Celebrated psychologist Victor Frankl spent three years in Nazi extermination camps, including Auschwitz and Dachau. He endured, in part, by deliberately becoming an observer of what was happening to him and the other inmates. The Nazis starved and mistreated their prisoners, dehumanizing them by destroying their individuality until the prisoners went numb. Frankl asked a crucial question: When you lose everything, what’s left? He realized that nothing could destroy each person’s ability to help and emotionally support others.

The freedom that remained was the decision how to respond. Frankl survived by constantly analyzing what was happening to himself and others and helping them find a reason to continue to live.Rabbi Lord Jonathan Sacks

Frankl met fellow inmates on the brink of killing themselves. He helped them discover what remained important to them and convinced them they had reasons to survive. One had books to write; another had a beloved daughter abroad he might see again. They each rediscovered hope for a future with unique individual meaning.

Frankl realized that even in catastrophic circumstances, life could be meaningful. His book, Man’s Search for Meaning, says never to regard yourself as merely a victim of fate. Instead, acknowledge that you can understand and interpret what is happening to you from multiple perspectives. As Frankl discovered, even concentration camp inmates could have inner freedom because meaning beckoned to them from outside the walls.

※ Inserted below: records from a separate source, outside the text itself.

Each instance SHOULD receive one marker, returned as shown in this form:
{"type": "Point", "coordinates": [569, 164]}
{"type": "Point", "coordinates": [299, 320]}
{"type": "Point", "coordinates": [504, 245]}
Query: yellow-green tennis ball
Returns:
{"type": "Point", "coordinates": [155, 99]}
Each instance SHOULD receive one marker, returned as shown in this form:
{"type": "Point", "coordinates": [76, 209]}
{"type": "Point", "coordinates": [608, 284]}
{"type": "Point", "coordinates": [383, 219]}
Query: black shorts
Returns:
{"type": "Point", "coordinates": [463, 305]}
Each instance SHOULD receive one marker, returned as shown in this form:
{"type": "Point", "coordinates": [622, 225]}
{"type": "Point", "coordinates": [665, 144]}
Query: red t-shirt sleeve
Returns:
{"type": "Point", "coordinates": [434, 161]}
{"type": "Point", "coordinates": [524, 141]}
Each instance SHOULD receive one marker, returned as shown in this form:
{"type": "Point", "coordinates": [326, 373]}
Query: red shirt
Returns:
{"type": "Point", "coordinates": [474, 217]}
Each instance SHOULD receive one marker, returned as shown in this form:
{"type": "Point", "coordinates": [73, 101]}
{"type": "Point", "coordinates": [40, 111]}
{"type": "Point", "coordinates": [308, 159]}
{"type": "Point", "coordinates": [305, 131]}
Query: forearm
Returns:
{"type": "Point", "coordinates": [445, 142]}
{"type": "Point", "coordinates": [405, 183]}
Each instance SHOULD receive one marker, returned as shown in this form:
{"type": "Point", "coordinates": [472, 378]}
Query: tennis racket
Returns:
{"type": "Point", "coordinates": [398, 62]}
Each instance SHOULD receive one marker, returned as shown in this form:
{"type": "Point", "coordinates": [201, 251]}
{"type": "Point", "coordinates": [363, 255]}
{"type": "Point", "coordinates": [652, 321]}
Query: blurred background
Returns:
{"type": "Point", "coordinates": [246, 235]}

People choose what they do

In Maimonides’ treatise, “The Laws of Ethical Character,” he acknowledged that people may not be able to control aspects of their personalities – such as whether they are serene or prone to anger. However, a person’s ethical character is not predetermined. People can change over time and take control of themselves by choice. For instance, people can mitigate their tendency toward anger by self-consciously behaving in a calm, peaceful way until that becomes habitual.

Responsibility is the solution

Humanity faces overwhelming crises in the 21st century, challenges so enormous it’s hard to imagine what even affluent countries could do about them. Faced with these challenges, people tend to isolate themselves and focus on themselves and their family and friends.

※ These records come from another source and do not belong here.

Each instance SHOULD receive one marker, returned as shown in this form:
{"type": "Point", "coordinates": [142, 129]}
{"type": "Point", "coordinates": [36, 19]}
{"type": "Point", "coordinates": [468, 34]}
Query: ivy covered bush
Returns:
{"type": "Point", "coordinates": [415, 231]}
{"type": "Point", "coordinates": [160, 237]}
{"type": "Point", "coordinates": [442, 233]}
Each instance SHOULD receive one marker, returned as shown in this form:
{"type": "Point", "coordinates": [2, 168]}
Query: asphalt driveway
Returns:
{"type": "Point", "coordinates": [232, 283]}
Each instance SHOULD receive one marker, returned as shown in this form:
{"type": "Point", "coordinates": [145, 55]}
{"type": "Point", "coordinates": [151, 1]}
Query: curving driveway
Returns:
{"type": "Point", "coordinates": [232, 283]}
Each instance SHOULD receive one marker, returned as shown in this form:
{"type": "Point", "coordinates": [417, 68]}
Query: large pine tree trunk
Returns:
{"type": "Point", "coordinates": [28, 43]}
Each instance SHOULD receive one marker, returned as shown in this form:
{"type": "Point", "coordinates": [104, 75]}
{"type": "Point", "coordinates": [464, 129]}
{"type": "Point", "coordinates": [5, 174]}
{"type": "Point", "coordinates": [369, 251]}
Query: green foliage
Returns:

Now, of all times, we should be holding out the hand of friendship to strangers, help to those in need. Power entails responsibility.Rabbi Lord Jonathan Sacks

People fear the world is out of control in ways they can’t address, but that sense of powerlessness puts the world at greater risk. Instead, Sacks counsels, resist the temptation to think you can do nothing. Take responsibility – the strongest weapon against powerlessness. Doing good is a vivid protest against chaos and evil. Small, good actions are lights of hope.

A Valuable Voice

Rabbi Lord Jonathan Sacks was an internationally celebrated moral philosopher and religious scholar. He wrote more than 30 books and contributed to radio, television and the press in Britain and worldwide. As Chief Rabbi of the United Kingdom and the Commonwealth from 1991 to 2013, he became widely known for his levelheaded wisdom, steady faith, and broad knowledge. Sacks died in 2020, just a month after being diagnosed with cancer. Those who study his works (see rabbisacks.org) must often wish he were still present to offer wise counsel about reconciliation and peace in today’s troubled times. Here he argues persuasively for individual accountability and moral action to benefit others. As this dissertation on ethical responsibility clearly demonstrates, even posthumously – thanks to his abundant body of work – Sacks continues to stand out as an ethicist, philosopher, clergyman, educator, and author.